Building with LLMs is mostly context engineering and evaluation, not model training. The model is a fixed black box; your job is to get the right tokens into the prompt, constrain the output, measure quality honestly, defend against injection, and keep cost/latency sane. This sheet covers the full applied stack — the capability ladder, prompting, RAG internals, agents, context limits, evaluation, safety, and LLMOps.

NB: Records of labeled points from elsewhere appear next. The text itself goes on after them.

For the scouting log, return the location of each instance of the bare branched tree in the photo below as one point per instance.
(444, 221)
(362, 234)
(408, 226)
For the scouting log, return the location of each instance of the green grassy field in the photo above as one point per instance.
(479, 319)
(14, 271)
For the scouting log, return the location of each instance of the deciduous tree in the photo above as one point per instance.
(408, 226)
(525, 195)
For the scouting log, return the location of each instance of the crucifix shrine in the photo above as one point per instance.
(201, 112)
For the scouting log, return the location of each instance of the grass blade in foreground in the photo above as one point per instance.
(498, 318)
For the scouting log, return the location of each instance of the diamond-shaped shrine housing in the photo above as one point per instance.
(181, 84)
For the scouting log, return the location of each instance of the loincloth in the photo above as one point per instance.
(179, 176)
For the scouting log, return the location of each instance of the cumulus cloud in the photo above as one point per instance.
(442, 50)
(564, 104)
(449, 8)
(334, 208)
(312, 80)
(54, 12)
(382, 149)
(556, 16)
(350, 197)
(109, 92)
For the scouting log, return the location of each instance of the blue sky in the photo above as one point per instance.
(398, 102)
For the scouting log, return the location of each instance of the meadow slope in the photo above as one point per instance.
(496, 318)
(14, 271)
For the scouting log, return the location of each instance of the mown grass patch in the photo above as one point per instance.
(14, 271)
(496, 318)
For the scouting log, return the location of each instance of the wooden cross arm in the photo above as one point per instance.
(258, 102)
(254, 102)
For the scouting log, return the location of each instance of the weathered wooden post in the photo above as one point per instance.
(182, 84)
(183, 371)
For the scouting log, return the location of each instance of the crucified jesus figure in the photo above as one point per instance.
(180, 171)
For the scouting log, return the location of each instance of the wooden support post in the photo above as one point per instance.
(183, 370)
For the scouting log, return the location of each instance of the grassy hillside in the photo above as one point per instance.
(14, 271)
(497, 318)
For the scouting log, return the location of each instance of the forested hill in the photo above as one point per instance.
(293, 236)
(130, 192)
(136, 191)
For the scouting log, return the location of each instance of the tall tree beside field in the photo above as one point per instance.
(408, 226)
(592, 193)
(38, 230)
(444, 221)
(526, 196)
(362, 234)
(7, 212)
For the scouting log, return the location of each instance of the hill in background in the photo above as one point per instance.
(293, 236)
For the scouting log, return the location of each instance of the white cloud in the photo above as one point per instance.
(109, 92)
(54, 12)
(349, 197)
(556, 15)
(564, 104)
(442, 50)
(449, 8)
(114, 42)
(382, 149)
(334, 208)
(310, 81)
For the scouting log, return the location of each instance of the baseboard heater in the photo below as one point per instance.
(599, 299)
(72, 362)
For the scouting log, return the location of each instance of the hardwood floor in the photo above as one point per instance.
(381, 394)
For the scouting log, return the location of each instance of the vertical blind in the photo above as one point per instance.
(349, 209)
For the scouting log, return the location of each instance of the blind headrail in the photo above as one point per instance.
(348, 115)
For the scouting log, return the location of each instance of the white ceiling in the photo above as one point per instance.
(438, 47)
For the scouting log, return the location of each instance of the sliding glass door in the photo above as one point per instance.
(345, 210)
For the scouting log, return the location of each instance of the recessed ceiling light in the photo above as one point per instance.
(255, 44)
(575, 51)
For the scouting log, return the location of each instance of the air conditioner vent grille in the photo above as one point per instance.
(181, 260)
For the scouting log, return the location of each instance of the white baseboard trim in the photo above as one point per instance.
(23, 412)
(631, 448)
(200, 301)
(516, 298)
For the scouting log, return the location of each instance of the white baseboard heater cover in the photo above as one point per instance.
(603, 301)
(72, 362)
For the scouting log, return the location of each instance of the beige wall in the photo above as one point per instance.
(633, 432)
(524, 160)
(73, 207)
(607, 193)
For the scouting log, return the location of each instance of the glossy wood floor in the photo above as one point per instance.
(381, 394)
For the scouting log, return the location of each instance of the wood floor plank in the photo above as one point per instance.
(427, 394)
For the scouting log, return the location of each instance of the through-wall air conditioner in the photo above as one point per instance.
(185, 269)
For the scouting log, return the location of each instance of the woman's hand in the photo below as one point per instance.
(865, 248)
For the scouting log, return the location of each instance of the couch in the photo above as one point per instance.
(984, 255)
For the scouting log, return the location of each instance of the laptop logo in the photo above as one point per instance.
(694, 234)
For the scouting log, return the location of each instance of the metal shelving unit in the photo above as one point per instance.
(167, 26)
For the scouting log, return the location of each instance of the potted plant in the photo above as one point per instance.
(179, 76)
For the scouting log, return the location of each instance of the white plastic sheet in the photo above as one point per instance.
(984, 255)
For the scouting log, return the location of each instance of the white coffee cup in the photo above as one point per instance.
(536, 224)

1. The capability ladder (cheapest first)
- Prompt engineering — instructions, examples, format. Always start here; instant, free.
- RAG — inject retrieved knowledge for facts/freshness/private data/citations.
- Tools / function calling — let the model act (search, code, APIs, DB).
- Agents — multi-step reason→act loops with memory + tools for open-ended tasks.
- Fine-tuning — last resort, for style/format/latency, not for facts.
don't fine-tune for knowledge
Fine-tuning teaches behaviour/format, not facts — and it bakes them in stale. For knowledge that
changes or must be cited, use RAG. Reach for fine-tuning to fix tone, structure, or to compress a
long prompt into the weights for latency/cost. Climb the ladder only when the cheaper rung fails.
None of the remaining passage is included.